Books

Book Review: The House on Salt Hay Road

Carin Clevidence’s debut novel, The House on Salt Hay Road (Picador), isn’t a fast-paced beach read. Its rewards require patience. I honestly didn’t get into the story until about halfway through the 285 pages of this paperback.

Family is the theme of this book, with a brother-and-sister relationship at the core. The siblings, Clayton and Nancy, are orphans taken in by their aunt, uncle, and grandfather, and they live on Fire Island in New York. It’s a provincial setting that Nancy can’t wait to escape, and she takes her chance by saying yes to a visiting ornithologist’s marriage proposal. She moves away to Boston, and a rift forms in the family when her little brother refuses to go with her.

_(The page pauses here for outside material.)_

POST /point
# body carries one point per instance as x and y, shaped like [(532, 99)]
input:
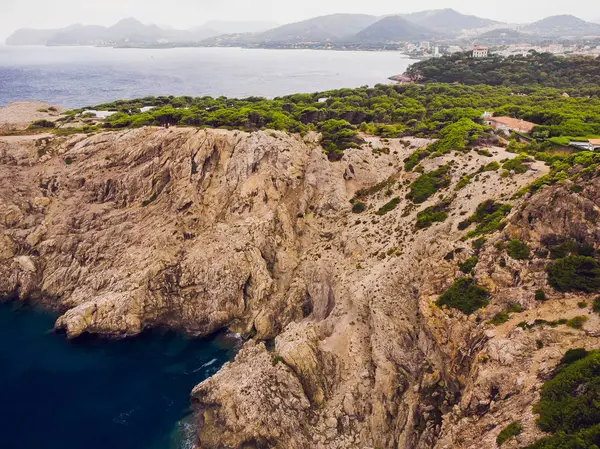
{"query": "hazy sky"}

Her rebelliousness soon fades into homesickness when she starts having marital troubles, and she puts her marriage on hold to seize the opportunity to return to Fire Island when she finds out her grandfather is ill.

Salt Hay begins with an accidental explosion at a fireworks factory and ends with a violent coastal storm, the message being that the unexpected happens, and man-made and natural circumstances can pull a family apart. “It was only after something broke into its individual parts that you saw how miraculous the whole had been, how fragile,”  Clevidence writes.

She has created a lovely novel with clear, poetic prose. Its triumph is delivering the simple, enduring truth of how love can prevail and bring strength to fragility.